Análise: Knack 2

Knack 2 não foi propriamente o jogo melhor recebido do lançamento da PS4. Na altura do seu lançamento dei-lhe um 7 em 10, podem ler a análise aqui. Hoje talvez lhe desse um pouco menos, mas na altura gostei principalmente da simplicidade. Knack é um jogo que não tenta ser muito mais do que um simples platformer de ação de um estilo muito semelhante a muitos jogos do género que saíram na altura da PS2, sem nunca complicar as suas mecânicas ao longo do género, criando uma experiência de jogo sem grandes curvas de aprendizagem e zonas frustrantes. Isto como é óbvio não foi apreciado pela maioria dos jogadores e quando aliado a uma personagem sem grande carisma tudo se complicou e Knack acabou por ser um flop de vendas, ou pelo menos assim a internet nos fez acreditar.

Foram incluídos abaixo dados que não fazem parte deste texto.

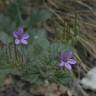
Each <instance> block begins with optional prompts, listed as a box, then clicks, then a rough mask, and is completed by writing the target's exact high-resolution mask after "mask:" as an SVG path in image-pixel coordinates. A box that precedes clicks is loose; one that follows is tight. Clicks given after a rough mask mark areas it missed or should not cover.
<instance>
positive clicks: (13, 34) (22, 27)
mask: <svg viewBox="0 0 96 96" xmlns="http://www.w3.org/2000/svg"><path fill="white" fill-rule="evenodd" d="M13 37H14V38H15V44H16V45H19V44H24V45H26V44H28V39H29V34H28V33H25V32H24V28H23V27H19V28H18V30H17V31H16V32H13Z"/></svg>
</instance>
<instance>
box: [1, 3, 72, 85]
mask: <svg viewBox="0 0 96 96" xmlns="http://www.w3.org/2000/svg"><path fill="white" fill-rule="evenodd" d="M17 3H18V2H17ZM18 6H19V5H18ZM18 6H17V5H15V6H13V5H12V6H10V8H8V10H6V12H5V13H4V14H0V41H1V42H2V43H3V44H4V47H3V48H1V49H0V59H1V60H0V74H1V75H0V82H2V81H3V79H4V77H5V76H6V75H7V74H9V73H12V74H15V73H19V74H20V75H21V76H22V78H24V79H26V80H29V81H30V82H32V83H33V84H43V83H44V82H45V81H46V80H47V81H48V82H56V83H59V84H67V83H69V82H67V80H68V81H69V80H72V77H71V76H70V74H69V72H66V71H65V70H62V69H60V68H59V66H58V65H59V55H60V52H61V51H63V50H68V49H71V48H72V46H71V44H69V43H68V44H67V43H66V44H65V43H64V42H61V41H57V42H53V43H52V42H49V41H48V38H47V31H46V30H45V29H44V28H43V27H41V26H39V27H38V24H42V23H43V22H44V23H45V22H46V21H47V20H49V19H50V18H51V17H52V14H51V13H50V12H49V11H48V10H47V9H34V10H33V12H32V14H31V16H30V17H28V18H27V19H26V20H23V19H22V12H20V11H21V10H19V8H20V7H18ZM20 25H24V27H26V31H27V32H28V33H29V34H30V40H29V44H28V45H26V46H23V45H21V46H16V45H15V44H14V40H13V39H12V32H14V31H16V30H17V27H18V26H20ZM34 25H36V26H34ZM0 84H1V83H0Z"/></svg>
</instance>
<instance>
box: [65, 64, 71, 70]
mask: <svg viewBox="0 0 96 96" xmlns="http://www.w3.org/2000/svg"><path fill="white" fill-rule="evenodd" d="M64 66H65V67H66V68H67V69H68V70H72V67H71V65H70V64H68V63H65V64H64Z"/></svg>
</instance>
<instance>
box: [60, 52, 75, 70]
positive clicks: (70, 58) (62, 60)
mask: <svg viewBox="0 0 96 96" xmlns="http://www.w3.org/2000/svg"><path fill="white" fill-rule="evenodd" d="M74 64H76V60H75V59H74V58H73V54H72V51H67V52H61V55H60V67H65V68H67V69H68V70H71V69H72V65H74Z"/></svg>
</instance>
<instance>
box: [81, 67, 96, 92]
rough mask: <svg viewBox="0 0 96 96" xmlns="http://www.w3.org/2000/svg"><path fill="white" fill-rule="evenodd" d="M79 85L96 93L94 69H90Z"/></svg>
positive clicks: (95, 81) (94, 72)
mask: <svg viewBox="0 0 96 96" xmlns="http://www.w3.org/2000/svg"><path fill="white" fill-rule="evenodd" d="M80 83H81V85H82V86H83V88H85V89H90V90H92V91H96V67H95V68H93V69H91V70H90V71H89V72H88V73H87V75H86V77H84V78H83V79H82V80H81V82H80Z"/></svg>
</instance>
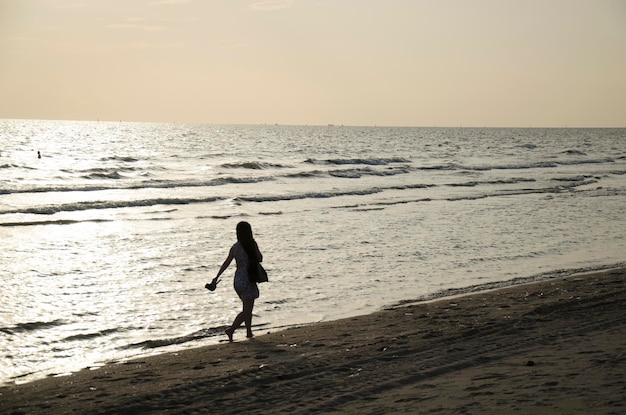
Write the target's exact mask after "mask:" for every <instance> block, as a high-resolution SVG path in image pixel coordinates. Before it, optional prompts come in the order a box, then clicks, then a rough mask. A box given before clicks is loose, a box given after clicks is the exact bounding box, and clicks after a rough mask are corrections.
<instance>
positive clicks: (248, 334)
mask: <svg viewBox="0 0 626 415" xmlns="http://www.w3.org/2000/svg"><path fill="white" fill-rule="evenodd" d="M242 302H243V311H242V312H241V313H239V314H237V317H235V321H233V324H232V325H231V326H230V328H228V329H226V331H225V332H224V333H226V335H227V336H228V341H231V342H232V341H233V334H234V333H235V330H237V328H239V326H241V324H242V323H246V329H247V331H248V334H247V337H248V338H250V337H252V309H253V308H254V300H242Z"/></svg>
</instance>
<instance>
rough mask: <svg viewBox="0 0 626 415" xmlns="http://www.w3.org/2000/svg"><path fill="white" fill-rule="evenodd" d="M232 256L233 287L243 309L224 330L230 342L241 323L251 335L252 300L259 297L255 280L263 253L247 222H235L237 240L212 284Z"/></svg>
mask: <svg viewBox="0 0 626 415" xmlns="http://www.w3.org/2000/svg"><path fill="white" fill-rule="evenodd" d="M233 258H234V259H235V262H236V264H237V270H236V271H235V281H234V287H235V291H236V292H237V295H238V296H239V298H240V299H241V301H242V303H243V310H242V311H241V313H239V314H238V315H237V317H235V321H233V324H232V325H231V326H230V328H228V329H227V330H226V331H225V333H226V335H227V336H228V341H231V342H232V341H233V333H234V332H235V330H236V329H237V328H238V327H239V326H241V324H242V323H245V324H246V329H247V332H248V333H247V337H248V338H251V337H252V309H253V308H254V300H256V299H257V298H259V287H257V284H256V282H255V281H256V277H257V273H258V264H259V263H260V262H262V261H263V255H261V251H259V247H258V245H257V243H256V241H255V240H254V237H253V236H252V227H251V226H250V224H249V223H248V222H239V223H238V224H237V242H236V243H235V244H234V245H233V246H232V247H231V248H230V251H229V252H228V257H227V258H226V260H225V261H224V263H223V264H222V267H221V268H220V270H219V271H218V273H217V276H216V277H215V278H214V279H213V282H212V284H216V283H217V280H218V278H219V277H220V275H222V273H223V272H224V271H226V269H227V268H228V266H229V265H230V263H231V262H232V261H233Z"/></svg>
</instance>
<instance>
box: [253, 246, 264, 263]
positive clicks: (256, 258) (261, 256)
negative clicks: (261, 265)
mask: <svg viewBox="0 0 626 415" xmlns="http://www.w3.org/2000/svg"><path fill="white" fill-rule="evenodd" d="M254 248H255V250H256V259H257V261H259V262H263V254H261V251H259V246H258V245H257V243H256V241H255V242H254Z"/></svg>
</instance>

Foi portanto com grande surpresa que vemos Knack regressar e pessoalmente, ainda bem que assim fez. Deixei-me primeiro deixar uma coisa bem explicita. Knack 2 é superior ao seu antecessor em todos os aspectos. A simplicidade que eu gostei no primeiro continua relativamente presente. Há uma árvore de evolução da personagem que acrescenta alguma profundidade à jogabilidade assim como algumas mecânicas novas, mas o jogo faz um papel tão bom de nos relembrar de como tudo funciona que se torna até demasiado babysitting para o jogador. Mas no fundo continua a ser um jogo bastante simples e linear. E não há nada de errado com alguma linearidade, nem tudo tem que ser altamente imersivo e com múltiplas formas de abordagem. Há experiências que devem ser simples e fáceis de entrar e gastar algumas horas.

Tudo o resto que se podia criticar no primeiro foi corrigido ou melhorado nesta sequela. Knack continua a não ser uma personagem tão carismática como Jak ou Ratchet mas não deixa de ter a sua piada. Continuo sem perceber bem porquê é que a sua personalidade parece mudar ligeiramente com o seu tamanho. Se bem se lembram Knack pode aumentar de tamanho recolhendo pequenos artefactos espalhados pelo mapa e ao clique de um botão largar tudo e tornar-se bastante pequeno. Em termos de mecânica de jogo não tenho grandes criticas a fazer, simplesmente funciona, mas a sua personalidade devia ser a mesma e não ser adorável quando pequeno e uma ameaça equivalente ao Hulk quando recolhe alguns artefactos. Mas, adiante.

Se existe um problema nesta mecânica é que entra um pouco em conflito com a linearidade do jogo. Gostava de por vezes recolher mais artefactos e sentir-me mais poderoso do que devia ou o oposto, mas o jogo garante e obriga que somos sempre do tamanho exacto para cada situação. É uma critica que eu já tinha no primeiro jogo e que continuo a sentir isso mas em menos quantidade. Os companheiros humanos que fazem parte da história também estão sub aproveitados. O modo coop por exemplo poderia usar um humano e variar a jogabilidade de forma instantânea entre o super poderoso Knack e um humano, mas eu ficaria já satisfeito com um papel mais activo destas personagens, pois na grande maioria dos casos é que estas estão apenas em plano de fundo e parecem quase desaparecer e voltam a aparecer mais à frente no cenário vindos de uma qualquer atalho.

A história é um aspecto que também não teve grande melhoria aparente. Tecnicamente Knack 2 é solido. A jogabilidade é polida e pessoalmente não me lembro de um jogo de plataformas em que o controlo da personagem fosse tão preciso como em Knack 2. O combate também é surpreendentemente bom. Não está obviamente ao nível de um Arkham mas num registo mais simples para um publico mais jovem é realmente bom. Todas as áreas técnicas se destacam, não fosse o responsável máximo do jogo um dos arquitectos da PS4.

Knack 2 é substancialmente melhor que o primeiro jogo. Melhora em quase todos os aspectos, apesar de em alguns as melhorias sejam diminutas. A história continua a ser um ponto fraco e apesar de a linearidade não ser um problema nesta caso, acho que um  pouco de mais atenção ao detalhe tornaria logo o jogo melhor. A jogabilidade é bastante sólida e as sequenciais de platformer são do melhor que a PS4 tem para oferecer. A árvore de evoluções traz alguma profundidade bem vinda ao jogo que até aumenta a probabilidade de eu repetir o jogo. Knack 2 traz ainda consigo um bom modo coop que é uma grande experiência para os pais com filhos ou até para amigos jovens ou irmãos. Mas aquilo que Knack continua a não ter é carisma. Knack é apesar de tudo uma personagem aborrecida e essa era a minha maior critica ao jogo anterior e tenho pena que seja das poucas a não ter qualquer melhoria nesta sequela.